Moves that unlock value will have a greater impact on the market than new Singapore Depository Receipts (SDRs) or Catalist listings.
The recent launch of new SDRs tied to five major Hong Kong stocks—Alibaba, Tencent, BYD, HSBC, and Bank of China—may be well received, while upcoming Catalist listings like Attika Group and Goodwill Entertainment might struggle. However, Hongkong Land’s strategic pivot could prove most significant.
Local investors now have easier access to popular Hong Kong stocks via the Singapore Exchange (SGX) with SDRs, which are traded in Singapore dollars and settled through the Central Depository (CDP). These SDRs lower the minimum investment required, providing greater flexibility. For example, a board lot of 500 BYD shares in Hong Kong would cost S$23,433, but the minimum investment for BYD’s SDR is just S$469, making it more accessible to investors.

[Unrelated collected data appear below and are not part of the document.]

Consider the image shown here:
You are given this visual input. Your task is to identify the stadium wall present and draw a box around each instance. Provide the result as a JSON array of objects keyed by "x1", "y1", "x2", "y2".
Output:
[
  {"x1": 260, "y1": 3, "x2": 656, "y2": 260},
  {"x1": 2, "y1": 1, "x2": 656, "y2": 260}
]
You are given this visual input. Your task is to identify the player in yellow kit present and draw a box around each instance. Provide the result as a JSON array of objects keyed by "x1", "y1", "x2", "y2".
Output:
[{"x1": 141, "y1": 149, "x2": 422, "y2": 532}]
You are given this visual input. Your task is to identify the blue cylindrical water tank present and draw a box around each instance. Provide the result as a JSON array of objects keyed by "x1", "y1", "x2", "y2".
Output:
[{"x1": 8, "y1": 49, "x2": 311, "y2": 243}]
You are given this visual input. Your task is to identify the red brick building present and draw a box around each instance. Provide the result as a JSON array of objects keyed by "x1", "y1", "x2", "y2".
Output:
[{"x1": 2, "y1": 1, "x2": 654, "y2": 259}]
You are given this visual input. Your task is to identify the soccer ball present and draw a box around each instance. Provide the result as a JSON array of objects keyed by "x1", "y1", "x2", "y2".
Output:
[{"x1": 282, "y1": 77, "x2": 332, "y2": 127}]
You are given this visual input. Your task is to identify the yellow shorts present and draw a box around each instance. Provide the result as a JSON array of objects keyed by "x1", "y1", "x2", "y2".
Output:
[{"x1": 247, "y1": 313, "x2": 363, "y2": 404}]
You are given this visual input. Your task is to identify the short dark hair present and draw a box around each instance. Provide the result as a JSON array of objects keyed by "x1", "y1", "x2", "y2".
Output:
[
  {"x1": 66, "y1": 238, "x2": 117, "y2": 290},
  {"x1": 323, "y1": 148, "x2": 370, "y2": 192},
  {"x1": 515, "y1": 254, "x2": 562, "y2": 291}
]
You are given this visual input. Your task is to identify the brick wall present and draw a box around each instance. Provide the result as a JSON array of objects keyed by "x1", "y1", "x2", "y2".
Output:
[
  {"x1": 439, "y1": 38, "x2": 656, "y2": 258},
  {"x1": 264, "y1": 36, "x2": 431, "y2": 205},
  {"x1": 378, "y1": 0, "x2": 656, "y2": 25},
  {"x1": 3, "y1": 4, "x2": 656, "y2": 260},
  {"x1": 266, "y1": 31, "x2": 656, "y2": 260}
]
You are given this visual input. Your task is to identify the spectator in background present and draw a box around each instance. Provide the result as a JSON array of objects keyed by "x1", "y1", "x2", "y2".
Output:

Additionally, these SDRs offer the advantage of being tradable just before and after Hong Kong market hours, which could appeal to investors looking to time their trades more precisely.
While the SDRs have potential, the bigger story lies in Hongkong Land’s recent corporate strategy shift. On October 29, the company announced plans to move away from its build-to-sell model and focus on generating recurring income from investment properties in key Asian cities. By 2035, it aims to recycle US$10 billion in capital and grow assets under management from US$40 billion to US$100 billion through capital partnerships, private funds, and real estate investment trusts. In doing so, the group seeks to double its underlying profit before interest and tax and increase its dividend per share.
Since this strategic announcement, Hongkong Land’s share price has risen by over 15%. If this value-unlocking strategy succeeds, it could inspire other major real estate companies to follow suit, potentially boosting overall market activity more than any new SDRs or Catalist listings could.
In contrast, upcoming Catalist listings like Attika Group (interior decoration) and Goodwill Entertainment (karaoke lounges) might face challenges in attracting investors. The exception could be Goodwill Entertainment, whose relatable business model may appeal to a broader audience, but overall, these smaller companies will need time to build investor confidence.